Thanks for your support! Glad you enjoyed the site.
Hi, I am the owner of Pure Sue. first raw vegan cheesecake shop in China. We also have other raw vegan delights and vegan quick salads, pastas, and soups to go.
We are located in Guangzhou, zhujiang new town.
Thanks Sue! It sounds great, if I end up back in Shanghai someday I will check it out, I love raw cheesecake. :)
Are you absolutely certain that these dishes were 100% vegan? My experience has been that Chinese dishes labeled as “vegan/vegetarian” can be cooked in fish or even chicken/beef broth and still be considered as vegetarian by restaurants. This happened to me just a few months ago. I ordered a dish in a Chinese restaurant from their “vegetarian” menu, made of soy, gluten and tofu. I happened to ask if it was “100% vegetarian”, and they didn’t know, then asked the chef to come out. He shook his head “no”, saying it was cooked in fish broth.

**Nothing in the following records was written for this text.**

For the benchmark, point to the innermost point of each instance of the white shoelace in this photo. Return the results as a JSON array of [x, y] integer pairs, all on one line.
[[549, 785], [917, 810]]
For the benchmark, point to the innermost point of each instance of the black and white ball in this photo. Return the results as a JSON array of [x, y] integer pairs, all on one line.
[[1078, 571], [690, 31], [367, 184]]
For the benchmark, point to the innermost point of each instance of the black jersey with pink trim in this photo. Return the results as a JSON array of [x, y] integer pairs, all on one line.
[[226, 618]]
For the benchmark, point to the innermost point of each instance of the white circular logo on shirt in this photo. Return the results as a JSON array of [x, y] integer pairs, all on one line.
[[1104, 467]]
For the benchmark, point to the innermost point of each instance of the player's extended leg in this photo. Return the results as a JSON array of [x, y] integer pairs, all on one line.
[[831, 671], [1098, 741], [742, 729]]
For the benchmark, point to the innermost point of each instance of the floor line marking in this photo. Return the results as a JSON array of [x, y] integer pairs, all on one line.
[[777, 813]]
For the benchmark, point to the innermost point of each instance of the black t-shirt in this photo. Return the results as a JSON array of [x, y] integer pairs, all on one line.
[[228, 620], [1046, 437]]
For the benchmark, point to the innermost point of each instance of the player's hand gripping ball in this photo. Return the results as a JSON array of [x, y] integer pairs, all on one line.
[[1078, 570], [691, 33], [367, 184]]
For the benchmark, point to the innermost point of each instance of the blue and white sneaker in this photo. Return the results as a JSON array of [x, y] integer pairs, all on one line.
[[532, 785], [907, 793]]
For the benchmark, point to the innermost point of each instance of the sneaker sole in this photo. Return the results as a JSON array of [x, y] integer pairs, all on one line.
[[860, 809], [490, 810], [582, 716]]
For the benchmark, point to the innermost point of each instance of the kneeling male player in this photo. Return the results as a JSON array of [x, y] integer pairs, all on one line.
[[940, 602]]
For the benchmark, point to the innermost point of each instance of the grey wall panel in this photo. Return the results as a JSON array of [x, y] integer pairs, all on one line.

All the dishes in this article are from 100% vegetarian restaurants, so I’m as confident of their vegan-ness as in any veggie restaurant. It’s unfortunately the case that in non-vegetarian Chinese restaurants, dishes prepared with oyster sauce and fish/chicken/beef broth are sometimes labeled vegan/vegetarian. So in China it’s easiest to eat vegan by going to completely vegetarian or vegan restaurants (I found that there are often vegetarian restaurants near Buddhist temples). Otherwise, it’s important to double check like you did! Was the restaurant you were dining in a vegetarian restaurant or a place that serves meat? I’m hoping it was a 100% vegetarian place or else that’s very bad news! :/ Either way, I hope they changed the menu after you asked about that dish.